This is a powerful original account of one man’s efforts to raise wheat on his farm in Meade County, Kansas, during the 1930s. Lawrence Svobida tells of farmers “fighting in the front-line trenches, putting in crop after crop, year after year, only to see each crop in turn destroyed by the elements.” Although not a writer by trade, Svobida undertook to record what he saw and experienced “to help the reader to understand what is taking place in the Great Plains region, and how serious it is.” He wrote of the need for better farming methods—the only way, he felt, the destruction could be halted or confined. Well before the principles of an ecological movement were widely embraced, Svobida urged a public acceptance of the “sovereign rights of the states and the nation to regulate the use of land by owners . . .so that it may be conserved as a national resource.” This graphic account of farm life in the Dust Bowl—perhaps the only autobiographical record of Dust Bowl agriculture in existence—was first published in 1941. This new edition contains an introduction by the historian R. Douglas Hurt that not only objectively sets the scene during and after the Dust Bowl, but also places the book properly in the growing body of contemporary literature on agriculture and land use. The volume is an important contribution to American agricultural history in general, and the the history of the Depression and of the Great Plains in particular.
This is a detailed, first-hand account of farming in the 1930s Dust Bowl. It's honest and passionate, without being overly sentimental. A great read for anyone researching this time period or the history of farming.
Having read Timothy Egan's remarkable book, "The Worst Hard Time" created motivation to read Lawrence Svobida's personal recollections in "Farming the Dust Bowl." Svobida, a western Kansas farmer in Meade County lived and farmed as best he could through the 1930s in the midst of the Black Blizzards, drought and depression that plagued local farmers and ranchers. Svobida's account of life in those years is a perfect accompaniment to Egan's writing as it painfully recalls the difficulties of maintaining his wheat farm, his perseverance as well as neighboring farmers through those harrowing times. The one constant throughout the writing is Svobida's optimism that the next day would be better; that the next planting season would bring better results; that the weather would change and improve his efforts. He also expresses his confidence in his abilities to succeed, even as those around him eventually throw in the towel. "Farming the Dust Bowl" is a remarkable remembrance of The Worst Hard Time in the Great Plains, but it is also a moving tribute to the calling and commitment of the American Farmer.
This work is part hypothesis, part memoir. The author offers valuable insights into his own life and those of his neighbors. While Svobida claims to maintain an unbiased perspective, he ultimately shapes the narrative around his belief that the Great Plains were always destined to become a desert unfit for farming. To support this argument, the book follows a mostly linear structure but occasionally doubles back to revisit key events and themes. Despite these structural repetitions, Svobida's firsthand account remains an invaluable primary source on life during the Dust Bowl.

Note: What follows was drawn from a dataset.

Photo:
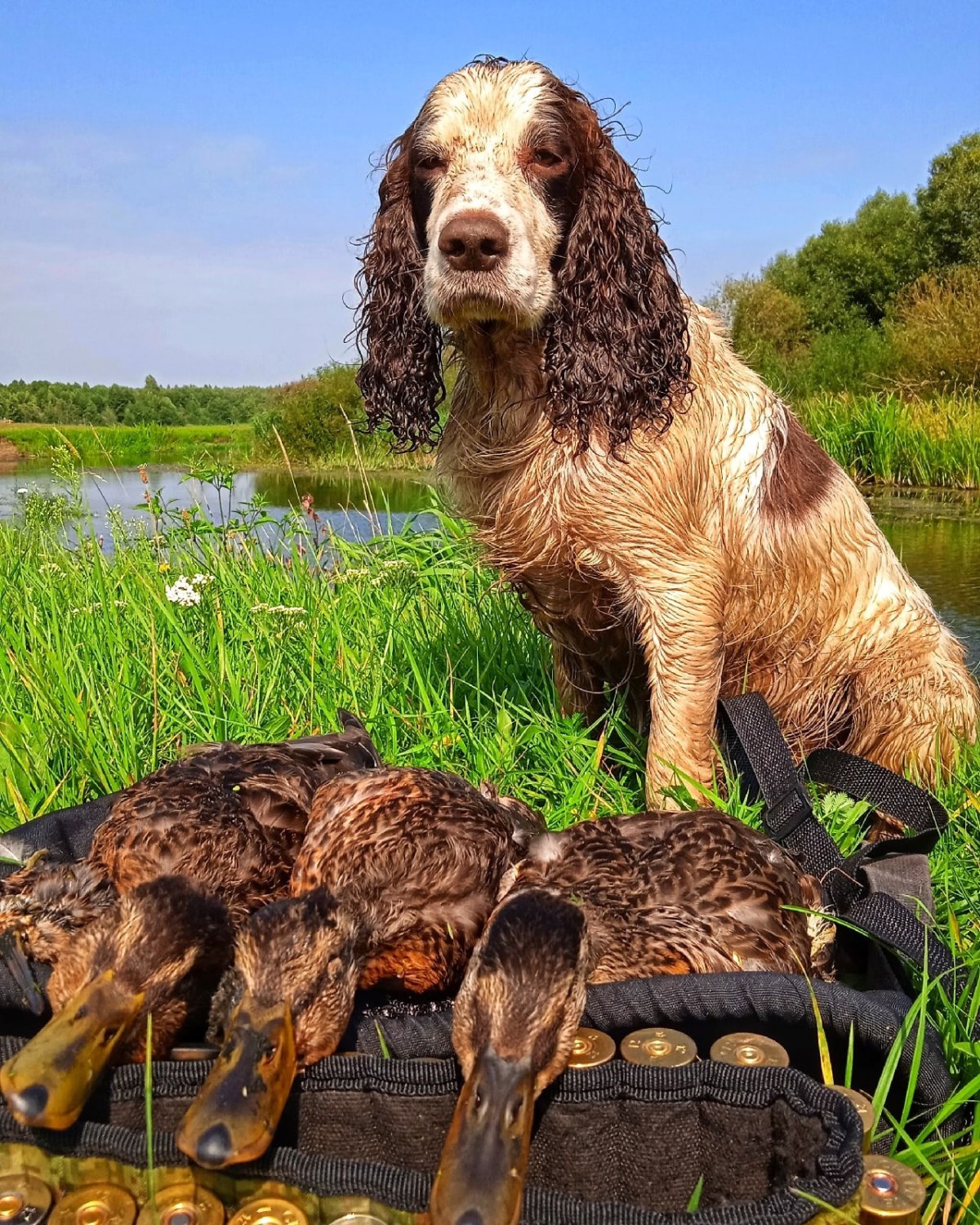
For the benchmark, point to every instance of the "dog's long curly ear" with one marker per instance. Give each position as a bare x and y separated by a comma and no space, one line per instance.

Normally not a book I would read - picked it up for a school project and started reading it. Enjoyed it and was determined to finish it for my own reasons instead of for a paper. Lawrence is an admirable man!
This book was enjoyable ... which surprised me. It's a very gripping, first-hand account of the Dust Bowl in Kansas. It has been used as a source for PBS documentaries, so I guess it's pretty well respected among historians. I highly recommend it to anyone interested in the Dust Bowl, or just the drought of the 1930s, and the Depression era in general.
Good book to read in general but more interesting if you have an interest in farming, Kansas, the dustbowl or the dression era. The only thing lacking is an account of what happeded to Lawrence. The book just ends. What happened to his neighbours, himself and what has happened to his farm?